Em suspeita de colestase (intra ou extra hepática), um exame útil e de fácil execução é a ultrassonografia de abdome. Quando não for suficiente para a elucidação do caso, a colangiografia operatória, realizada após uma minilaparotomia, poderá ser feita como último recurso. Diante da dificuldade na execução da colangiografia, o cirurgião experiente poderá estabelecer o diagnóstico de atresia biliar extra-hepática pela avaliação macroscópica das estruturas hepatobiliares.
O importante é não se desesperar porque tem tratamento, mas também não negligenciar esse achado no bebê. Quando as mãos e pés estão amarelados é mais grave do que quando a icterícia estiver atingindo apenas a cabeça e o tronco. As fezes do recém-nascido deverão ser observadas, pois poderão revelar indício de alguma doença. No cartão de vacina tem as escalas de coloração que a família deverá considerar normal ou não. Quando são esbranquiçadas (acólicas), é um sinal de gravidade. A urina muito alaranjada ou escura demais também pode ser um indício de anormalidade.
Fique atento e na dúvida, procure um posto de saúde ou um médico na sua região.
*A fototerapia é um procedimento onde o recém-nascido é colocado durante 12h por dia sob uma luz azul fluorescente que age quebrando a molécula de bilirrubina em pedaços, facilitando a sua excreção na urina e nas fezes.
**A fototerapia usada no recém-nascido com peso maior e igual a 2500 kg, por exemplo deverá ser realizada nas seguintes condições: com: Bilirrubina Indireta (BI) > 10mg/dl nas primeiras 24 horas. BI > 12mg/dl entre 24 a 72 horas. BI > 15 ou 17mg/dl maior que 72 horas (Facchini (2008).

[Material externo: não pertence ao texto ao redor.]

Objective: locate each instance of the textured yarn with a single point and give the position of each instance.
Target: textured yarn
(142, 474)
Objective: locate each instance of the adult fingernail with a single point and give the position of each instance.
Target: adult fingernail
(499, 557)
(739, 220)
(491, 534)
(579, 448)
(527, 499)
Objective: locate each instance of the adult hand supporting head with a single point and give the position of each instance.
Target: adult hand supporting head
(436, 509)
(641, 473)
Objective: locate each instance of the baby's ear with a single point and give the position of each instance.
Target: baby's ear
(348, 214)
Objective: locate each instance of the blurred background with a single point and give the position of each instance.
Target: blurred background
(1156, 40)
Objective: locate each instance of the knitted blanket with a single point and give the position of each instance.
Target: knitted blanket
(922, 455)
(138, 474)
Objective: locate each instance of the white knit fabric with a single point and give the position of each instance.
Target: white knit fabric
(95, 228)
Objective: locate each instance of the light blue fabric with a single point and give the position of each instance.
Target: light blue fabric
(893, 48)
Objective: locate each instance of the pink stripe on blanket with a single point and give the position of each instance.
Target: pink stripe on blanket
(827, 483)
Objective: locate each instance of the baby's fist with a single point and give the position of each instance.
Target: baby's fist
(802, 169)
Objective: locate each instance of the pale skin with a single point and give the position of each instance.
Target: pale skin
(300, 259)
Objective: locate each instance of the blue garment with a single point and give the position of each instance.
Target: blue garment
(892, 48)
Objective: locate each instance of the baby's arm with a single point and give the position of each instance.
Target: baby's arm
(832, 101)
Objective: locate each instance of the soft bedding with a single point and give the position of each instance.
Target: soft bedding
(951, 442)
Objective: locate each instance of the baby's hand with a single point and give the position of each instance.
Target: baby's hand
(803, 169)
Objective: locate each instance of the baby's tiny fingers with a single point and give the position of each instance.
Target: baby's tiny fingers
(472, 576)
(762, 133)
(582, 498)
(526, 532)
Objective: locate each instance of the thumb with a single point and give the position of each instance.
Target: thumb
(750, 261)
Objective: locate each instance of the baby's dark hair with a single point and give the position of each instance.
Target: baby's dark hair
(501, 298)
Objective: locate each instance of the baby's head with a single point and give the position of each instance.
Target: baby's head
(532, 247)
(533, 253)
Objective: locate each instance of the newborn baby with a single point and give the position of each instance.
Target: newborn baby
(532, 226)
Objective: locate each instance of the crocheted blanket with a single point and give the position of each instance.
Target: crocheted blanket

***A grande maioria dos portadores são assintomáticos, e descobrem esta deficiência enzimática após o uso de determinados fármacos, alimentos ou corantes.
****Atresia biliar é a obstrução da árvore biliar motivada pela esclerose progressiva dos ductos biliares extra-hepáticos. Realiza-se o diagnóstico por exames de sangue, ultrassonografia, biópsia hepática e varredura hepatobiliar. O tratamento é cirúrgico, devendo ser realizado até o segundo mês devida.
*****A tirosinemia é causada pela falta da enzima necessária para metabolizar o aminoácido tirosina. Os sintomas incluem deficiência intelectual, doença hepática e renal e fluidos corporais que têm odor de repolho cozido. O diagnóstico se baseia em um exame de sangue.